Titanium Sands Limited had recently signalled intentions to embark on a mining project, eyeing 265 metric tonnes of precious sand, after carrying out exploration activities since 2015.
“To date, 3920 hand shell auger drill holes have been completed,” the Australian company said in its project report.
It claimed that it had carried out exploration activities after acquiring all exploration licences belonging to Srinel Holdings Ltd., a Mauritius Company from which it had purchased all shares by 2018.
“According to our procedure, and the act, if a person or a company obtains a licence for exploration, they don’t have a right to transfer the licence,” Hema Liyanarachchi, a GSMB Director told News 1st.
Titanium Sands Ltd. said it hopes to carry out mining on the island, with initial production to take place on a mineral resource zone of 93 metric tonnes among which 5.24 percent are heavy minerals.

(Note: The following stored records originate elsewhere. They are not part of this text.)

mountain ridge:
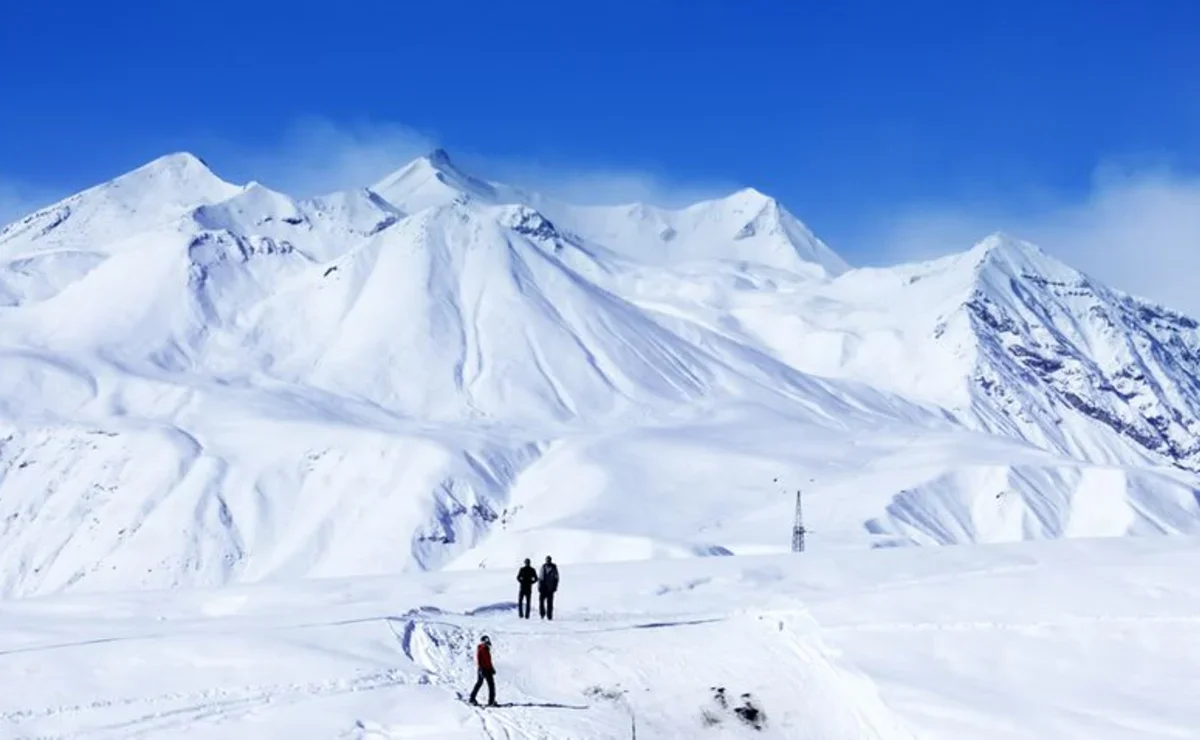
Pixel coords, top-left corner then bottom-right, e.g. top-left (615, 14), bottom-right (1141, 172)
top-left (0, 151), bottom-right (1200, 595)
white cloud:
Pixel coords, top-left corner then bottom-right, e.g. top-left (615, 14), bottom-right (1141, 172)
top-left (875, 167), bottom-right (1200, 315)
top-left (472, 152), bottom-right (738, 207)
top-left (216, 118), bottom-right (436, 197)
top-left (205, 118), bottom-right (737, 206)
top-left (0, 175), bottom-right (59, 227)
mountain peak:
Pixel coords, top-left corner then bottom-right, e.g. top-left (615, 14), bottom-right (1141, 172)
top-left (370, 149), bottom-right (497, 213)
top-left (421, 146), bottom-right (454, 169)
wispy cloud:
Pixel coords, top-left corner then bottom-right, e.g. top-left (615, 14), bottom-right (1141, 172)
top-left (206, 118), bottom-right (737, 206)
top-left (869, 166), bottom-right (1200, 315)
top-left (468, 157), bottom-right (739, 207)
top-left (214, 118), bottom-right (436, 197)
top-left (0, 175), bottom-right (61, 227)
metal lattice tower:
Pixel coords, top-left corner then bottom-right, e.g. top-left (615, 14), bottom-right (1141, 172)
top-left (792, 491), bottom-right (806, 553)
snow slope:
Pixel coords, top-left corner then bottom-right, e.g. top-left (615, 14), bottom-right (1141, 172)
top-left (0, 152), bottom-right (1200, 596)
top-left (0, 539), bottom-right (1200, 740)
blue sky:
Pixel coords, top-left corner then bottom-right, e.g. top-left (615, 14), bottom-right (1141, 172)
top-left (0, 0), bottom-right (1200, 305)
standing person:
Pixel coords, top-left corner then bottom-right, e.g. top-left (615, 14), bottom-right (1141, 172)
top-left (538, 555), bottom-right (558, 620)
top-left (517, 558), bottom-right (538, 619)
top-left (470, 634), bottom-right (496, 706)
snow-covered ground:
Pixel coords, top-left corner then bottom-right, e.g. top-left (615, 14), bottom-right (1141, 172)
top-left (0, 146), bottom-right (1200, 740)
top-left (0, 152), bottom-right (1200, 597)
top-left (0, 537), bottom-right (1200, 740)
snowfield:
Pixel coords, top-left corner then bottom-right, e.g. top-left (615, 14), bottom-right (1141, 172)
top-left (0, 146), bottom-right (1200, 740)
top-left (0, 537), bottom-right (1200, 740)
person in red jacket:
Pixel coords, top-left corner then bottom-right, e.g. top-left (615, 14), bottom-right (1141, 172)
top-left (470, 634), bottom-right (496, 706)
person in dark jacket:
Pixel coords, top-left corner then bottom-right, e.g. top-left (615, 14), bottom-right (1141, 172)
top-left (470, 634), bottom-right (496, 706)
top-left (538, 555), bottom-right (558, 620)
top-left (517, 558), bottom-right (538, 619)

The project report showed that the company expects a metric tonne of Ilmenite to be sold at 209 US dollars, Rutile at 1209 US dollars, Zircon at 1589 US dollars, and Garnet at 357 US dollars.

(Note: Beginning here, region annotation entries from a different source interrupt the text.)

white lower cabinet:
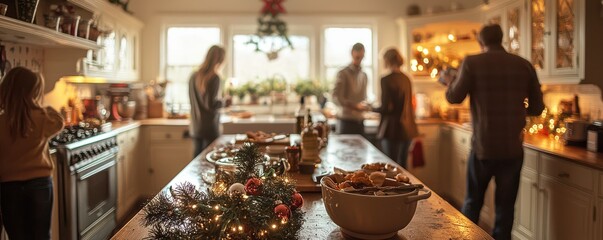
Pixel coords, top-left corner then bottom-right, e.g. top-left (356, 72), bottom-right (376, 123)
top-left (513, 149), bottom-right (603, 240)
top-left (144, 126), bottom-right (193, 196)
top-left (408, 124), bottom-right (442, 192)
top-left (595, 197), bottom-right (603, 239)
top-left (117, 127), bottom-right (143, 223)
top-left (513, 167), bottom-right (540, 240)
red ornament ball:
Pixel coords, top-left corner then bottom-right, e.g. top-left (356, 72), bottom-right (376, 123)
top-left (291, 192), bottom-right (304, 210)
top-left (274, 204), bottom-right (291, 220)
top-left (245, 178), bottom-right (262, 196)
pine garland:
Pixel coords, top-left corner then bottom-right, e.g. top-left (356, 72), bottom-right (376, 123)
top-left (144, 143), bottom-right (304, 240)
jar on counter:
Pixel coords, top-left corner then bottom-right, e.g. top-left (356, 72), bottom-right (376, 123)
top-left (586, 120), bottom-right (603, 152)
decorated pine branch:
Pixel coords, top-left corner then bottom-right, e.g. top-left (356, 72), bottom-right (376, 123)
top-left (144, 143), bottom-right (304, 239)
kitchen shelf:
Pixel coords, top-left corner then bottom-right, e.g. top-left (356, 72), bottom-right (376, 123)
top-left (0, 16), bottom-right (101, 49)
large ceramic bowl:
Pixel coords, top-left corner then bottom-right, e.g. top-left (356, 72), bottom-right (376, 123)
top-left (320, 177), bottom-right (431, 239)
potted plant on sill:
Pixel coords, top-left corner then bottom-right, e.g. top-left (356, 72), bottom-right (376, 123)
top-left (241, 82), bottom-right (260, 104)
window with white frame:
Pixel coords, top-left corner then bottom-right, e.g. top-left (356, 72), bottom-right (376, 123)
top-left (165, 26), bottom-right (221, 108)
top-left (232, 34), bottom-right (312, 85)
top-left (323, 27), bottom-right (374, 99)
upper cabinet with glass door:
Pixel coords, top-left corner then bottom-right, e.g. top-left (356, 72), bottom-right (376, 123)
top-left (484, 0), bottom-right (526, 56)
top-left (398, 8), bottom-right (484, 81)
top-left (528, 0), bottom-right (584, 83)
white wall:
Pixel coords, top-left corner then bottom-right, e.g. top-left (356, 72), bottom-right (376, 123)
top-left (130, 0), bottom-right (482, 81)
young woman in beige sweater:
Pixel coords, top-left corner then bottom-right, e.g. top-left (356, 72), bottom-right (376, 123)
top-left (0, 67), bottom-right (63, 240)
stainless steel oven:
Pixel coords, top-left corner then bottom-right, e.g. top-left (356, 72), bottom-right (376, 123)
top-left (71, 150), bottom-right (117, 239)
top-left (57, 133), bottom-right (118, 240)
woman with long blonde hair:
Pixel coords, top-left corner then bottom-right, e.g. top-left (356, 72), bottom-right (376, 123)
top-left (189, 45), bottom-right (226, 156)
top-left (0, 67), bottom-right (63, 240)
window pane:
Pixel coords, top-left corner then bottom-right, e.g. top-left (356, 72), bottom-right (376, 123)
top-left (324, 28), bottom-right (373, 66)
top-left (325, 66), bottom-right (375, 101)
top-left (165, 27), bottom-right (220, 105)
top-left (233, 35), bottom-right (310, 84)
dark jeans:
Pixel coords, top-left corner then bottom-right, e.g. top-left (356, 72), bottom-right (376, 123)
top-left (193, 138), bottom-right (217, 158)
top-left (0, 177), bottom-right (52, 240)
top-left (381, 139), bottom-right (410, 168)
top-left (337, 119), bottom-right (364, 136)
top-left (462, 152), bottom-right (523, 240)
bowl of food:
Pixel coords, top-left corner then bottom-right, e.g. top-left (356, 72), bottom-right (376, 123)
top-left (320, 163), bottom-right (431, 239)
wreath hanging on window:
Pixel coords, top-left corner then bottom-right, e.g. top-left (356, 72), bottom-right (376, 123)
top-left (247, 0), bottom-right (293, 61)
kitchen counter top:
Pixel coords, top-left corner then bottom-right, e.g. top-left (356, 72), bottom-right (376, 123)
top-left (113, 135), bottom-right (492, 239)
top-left (108, 118), bottom-right (603, 170)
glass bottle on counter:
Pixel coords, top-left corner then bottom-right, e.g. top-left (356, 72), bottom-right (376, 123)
top-left (295, 97), bottom-right (306, 134)
top-left (301, 109), bottom-right (320, 163)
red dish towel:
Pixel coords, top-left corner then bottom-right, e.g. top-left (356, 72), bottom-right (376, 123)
top-left (410, 139), bottom-right (425, 167)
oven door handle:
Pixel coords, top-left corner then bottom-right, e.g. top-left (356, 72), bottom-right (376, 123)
top-left (78, 161), bottom-right (115, 181)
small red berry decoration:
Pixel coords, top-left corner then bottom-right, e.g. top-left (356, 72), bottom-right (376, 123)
top-left (274, 204), bottom-right (291, 220)
top-left (245, 178), bottom-right (262, 196)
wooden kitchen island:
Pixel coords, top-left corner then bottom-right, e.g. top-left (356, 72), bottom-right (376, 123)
top-left (113, 135), bottom-right (492, 239)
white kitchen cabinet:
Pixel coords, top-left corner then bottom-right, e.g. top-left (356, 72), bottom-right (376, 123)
top-left (484, 0), bottom-right (527, 56)
top-left (527, 0), bottom-right (585, 83)
top-left (69, 0), bottom-right (143, 82)
top-left (538, 175), bottom-right (595, 240)
top-left (408, 124), bottom-right (447, 192)
top-left (513, 149), bottom-right (540, 240)
top-left (117, 127), bottom-right (142, 222)
top-left (144, 126), bottom-right (193, 196)
top-left (595, 197), bottom-right (603, 239)
top-left (450, 128), bottom-right (471, 207)
top-left (438, 125), bottom-right (452, 199)
top-left (397, 8), bottom-right (482, 82)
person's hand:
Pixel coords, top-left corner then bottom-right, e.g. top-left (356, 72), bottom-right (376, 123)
top-left (438, 68), bottom-right (457, 86)
top-left (355, 102), bottom-right (371, 111)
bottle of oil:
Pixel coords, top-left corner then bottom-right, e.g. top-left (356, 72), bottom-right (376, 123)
top-left (301, 110), bottom-right (320, 163)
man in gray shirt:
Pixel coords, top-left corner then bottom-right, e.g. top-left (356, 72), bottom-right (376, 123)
top-left (333, 43), bottom-right (368, 134)
top-left (446, 24), bottom-right (544, 239)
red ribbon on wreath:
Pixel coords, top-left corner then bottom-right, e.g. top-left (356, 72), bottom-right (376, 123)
top-left (262, 0), bottom-right (285, 16)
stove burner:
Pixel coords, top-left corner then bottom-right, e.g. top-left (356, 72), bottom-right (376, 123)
top-left (50, 123), bottom-right (102, 147)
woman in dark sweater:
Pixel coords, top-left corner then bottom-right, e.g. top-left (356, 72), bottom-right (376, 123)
top-left (375, 49), bottom-right (418, 168)
top-left (189, 46), bottom-right (226, 156)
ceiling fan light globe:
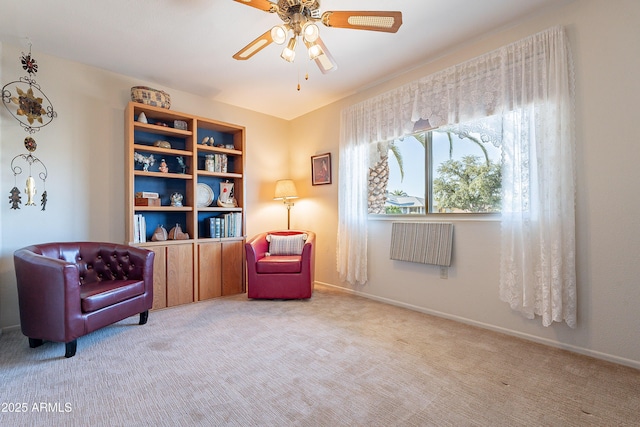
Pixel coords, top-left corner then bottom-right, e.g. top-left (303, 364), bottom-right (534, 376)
top-left (280, 37), bottom-right (296, 62)
top-left (271, 25), bottom-right (287, 44)
top-left (308, 43), bottom-right (324, 59)
top-left (302, 22), bottom-right (320, 43)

If the proper procedures are followed, seven percent of the total cost incurred over these industrial minerals until the time of shipping would have to be paid by the company as royalty fees to the Geological Survey and Mines Bureau.
In a project report seen by News 1st, the Australian company said mining would be carried out by dredging, which is a method that can drastically affect the marine environment in the area.
Lanka Mineral Sands Ltd., which is the state authority tasked with mining, processing and exporting of heavy mineral sands, has not obtained an exploration or mining licence to carry out activities on the Mannar Island.
This is despite being in possession of an ilmenite processing plant and carrying out commercial-level production of minerals.
The state-owned company is currently operating only half of its 100,000-tonne product capacity, according to Titanium Sands Ltd.
“These international companies come to developing nations and extract the raw material giving basically peanuts for the country and a whole set of environmental and social issues,” Dr Sampath Seneviratne, from the Colombo University told.
He added that Mannar Island is a prominent tourist destination that is enriched by natural resources, that could be destroyed as a result of the mining project that is to be carried out by dredging.